130 graduates share thesis projects, research, collaboration
Thermodynamics, toxicological assessment, salaries in the NBA, transgenic biotechnology, the philosophy of leadership, colonial Latin America, zebrafish and dynamic time warping.
These are just a few of the theses the graduating class from the University Honors College’s presented during the annual thesis fair Friday.
“This is our largest fair ever,” said LeeAnn Baker, University Honors College director of student success and engagement.
With nearly 130 projects, the Valley Library rotunda and surrounding hallways were full of student thesis posters.
After completing and defending an honors thesis, students then earn an honors baccalaureate degree in accompaniment to their chosen major.
“Students spend typically four terms working with a faculty member on campus through mentorship,” Baker said.
The collaboration with faculty during this process is a way for students to engage with campus resources and explore options post graduation. Students create theses in a variety of disciplines, whether in preparation for graduate school or for entering the work force.
“We are represented by every undergraduate college,” Baker said.
As such, the thesis projects cover a wide range of projects across disciplines, and students are not required to choose a project that is in their major department.
Alexandra McConnell will be receiving her degree in electrical and computer engineering this spring, but she chose to do her thesis with a mentor from the School of Design and Human Environment.
“I’ve been doing sewing, weaving and knitting all my life,” McConnell said. “I do medieval recreationism, and this fit right in.”
As part of her project, “Re-Examining Medieval Irish Women’s Dress between 750 and 900 CE,” McConnell sewed a dress as a recreation of what Irish women may have worn.
“I constructed it as an approximation based on the other evidence that was available,” McConnell said.
Kyle Thompson, on the other hand, chose a thesis topic in very close relation to his upcoming degree in electrical engineering.
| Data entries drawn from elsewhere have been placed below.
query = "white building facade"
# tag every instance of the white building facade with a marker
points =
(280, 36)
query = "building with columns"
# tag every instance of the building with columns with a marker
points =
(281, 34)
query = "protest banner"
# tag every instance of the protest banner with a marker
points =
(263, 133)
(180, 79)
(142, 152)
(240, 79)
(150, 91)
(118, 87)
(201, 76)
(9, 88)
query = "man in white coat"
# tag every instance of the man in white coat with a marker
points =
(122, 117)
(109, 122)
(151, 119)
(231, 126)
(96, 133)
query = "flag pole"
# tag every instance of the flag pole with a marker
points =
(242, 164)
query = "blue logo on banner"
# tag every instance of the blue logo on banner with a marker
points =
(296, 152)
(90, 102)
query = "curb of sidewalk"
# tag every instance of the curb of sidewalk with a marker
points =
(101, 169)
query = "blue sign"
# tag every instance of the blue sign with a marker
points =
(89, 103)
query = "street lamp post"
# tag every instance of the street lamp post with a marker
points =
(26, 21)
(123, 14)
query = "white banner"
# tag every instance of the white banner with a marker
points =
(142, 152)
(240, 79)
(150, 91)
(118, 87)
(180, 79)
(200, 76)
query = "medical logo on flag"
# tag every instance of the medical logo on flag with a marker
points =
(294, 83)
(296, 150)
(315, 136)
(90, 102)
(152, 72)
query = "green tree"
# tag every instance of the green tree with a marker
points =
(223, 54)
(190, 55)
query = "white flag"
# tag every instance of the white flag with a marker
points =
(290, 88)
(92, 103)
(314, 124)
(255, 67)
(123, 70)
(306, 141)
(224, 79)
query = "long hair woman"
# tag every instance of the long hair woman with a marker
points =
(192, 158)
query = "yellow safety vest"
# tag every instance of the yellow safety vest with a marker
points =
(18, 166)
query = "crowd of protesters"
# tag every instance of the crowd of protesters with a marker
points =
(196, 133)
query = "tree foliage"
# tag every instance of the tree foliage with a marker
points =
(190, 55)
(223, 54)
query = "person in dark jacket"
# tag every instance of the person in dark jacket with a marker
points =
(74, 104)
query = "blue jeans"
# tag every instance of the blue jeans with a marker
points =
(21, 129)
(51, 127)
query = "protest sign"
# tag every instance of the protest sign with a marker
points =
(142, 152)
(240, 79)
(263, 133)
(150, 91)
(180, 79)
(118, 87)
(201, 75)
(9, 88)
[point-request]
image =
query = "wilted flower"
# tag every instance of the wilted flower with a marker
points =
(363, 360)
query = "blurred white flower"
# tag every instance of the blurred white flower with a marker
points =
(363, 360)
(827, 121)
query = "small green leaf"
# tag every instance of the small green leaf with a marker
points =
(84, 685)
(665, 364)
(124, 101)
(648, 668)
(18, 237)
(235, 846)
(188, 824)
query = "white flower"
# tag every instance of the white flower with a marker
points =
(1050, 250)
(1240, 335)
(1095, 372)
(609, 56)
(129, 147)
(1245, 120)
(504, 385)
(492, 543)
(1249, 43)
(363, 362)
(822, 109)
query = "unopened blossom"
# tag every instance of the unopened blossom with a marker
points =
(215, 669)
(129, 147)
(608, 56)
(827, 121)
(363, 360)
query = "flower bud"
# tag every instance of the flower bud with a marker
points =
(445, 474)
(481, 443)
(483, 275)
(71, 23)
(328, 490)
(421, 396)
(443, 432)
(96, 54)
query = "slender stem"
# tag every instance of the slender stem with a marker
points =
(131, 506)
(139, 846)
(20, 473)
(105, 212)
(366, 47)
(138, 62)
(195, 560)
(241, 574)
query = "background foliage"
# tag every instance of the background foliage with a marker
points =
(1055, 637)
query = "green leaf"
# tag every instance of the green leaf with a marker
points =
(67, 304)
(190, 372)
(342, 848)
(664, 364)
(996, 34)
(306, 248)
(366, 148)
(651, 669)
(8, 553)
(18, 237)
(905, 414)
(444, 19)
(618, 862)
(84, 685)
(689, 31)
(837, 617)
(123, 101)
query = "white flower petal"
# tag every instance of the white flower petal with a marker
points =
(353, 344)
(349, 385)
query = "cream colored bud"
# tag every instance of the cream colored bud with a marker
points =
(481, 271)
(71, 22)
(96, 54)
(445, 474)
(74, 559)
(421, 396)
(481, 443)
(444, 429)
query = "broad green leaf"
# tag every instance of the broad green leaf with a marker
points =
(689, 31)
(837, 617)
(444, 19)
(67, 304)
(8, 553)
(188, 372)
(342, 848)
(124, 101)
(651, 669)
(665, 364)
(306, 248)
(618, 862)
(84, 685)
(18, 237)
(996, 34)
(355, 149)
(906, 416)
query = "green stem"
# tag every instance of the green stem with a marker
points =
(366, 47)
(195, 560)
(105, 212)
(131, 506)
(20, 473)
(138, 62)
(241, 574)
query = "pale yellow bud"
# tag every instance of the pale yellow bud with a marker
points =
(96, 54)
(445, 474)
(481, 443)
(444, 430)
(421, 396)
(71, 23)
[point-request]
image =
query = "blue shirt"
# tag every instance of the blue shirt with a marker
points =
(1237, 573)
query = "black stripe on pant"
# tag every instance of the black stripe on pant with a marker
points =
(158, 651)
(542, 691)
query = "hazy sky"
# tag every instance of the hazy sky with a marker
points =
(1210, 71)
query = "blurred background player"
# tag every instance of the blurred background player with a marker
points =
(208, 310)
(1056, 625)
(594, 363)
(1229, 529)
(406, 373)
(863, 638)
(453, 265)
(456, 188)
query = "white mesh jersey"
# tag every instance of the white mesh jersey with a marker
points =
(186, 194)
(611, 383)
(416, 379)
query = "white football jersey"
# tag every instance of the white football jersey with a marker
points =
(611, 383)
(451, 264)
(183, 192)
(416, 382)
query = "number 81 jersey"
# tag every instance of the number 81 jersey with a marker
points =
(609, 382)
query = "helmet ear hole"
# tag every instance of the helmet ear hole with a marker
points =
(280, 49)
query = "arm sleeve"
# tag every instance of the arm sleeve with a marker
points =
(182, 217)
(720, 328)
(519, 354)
In his project, “Designing for the Future: A Software Architecture Inspired by Internationally Developed Virtual Laboratories,” Thompson created a virtual version of the laboratories he has used in electrical engineering courses.
“This is a virtual version of those lab experiences,” Thompson said.
Simulating the lab experience can save time and money with the investment of physical lab equipment.
“You can achieve things in a virtual lab that you can’t in a physical lab,” Thompson said.
Shireen Weik, graduating with a major in sociology and a minor in business entrepreneurship, was also interested in the hands-on aspects of her education. Her thesis is titled “Developing the next generation of corporate social responsibility employees: the case of Enactus at Oregon State University.”
Enactus is an international organization that focuses on helping university students practice business skills like entrepreneurship, finances and ethics in real-world situations.
“How are you able to apply what you learn in the classroom in the real world?” Weik asked in her thesis.
Applying the concepts learned in the classroom is a central goal of the thesis program. The fair allowed students to display their accomplishments over the course of the thesis project and as a summation of their undergraduate education.
“This is our event to celebrate,” Baker said.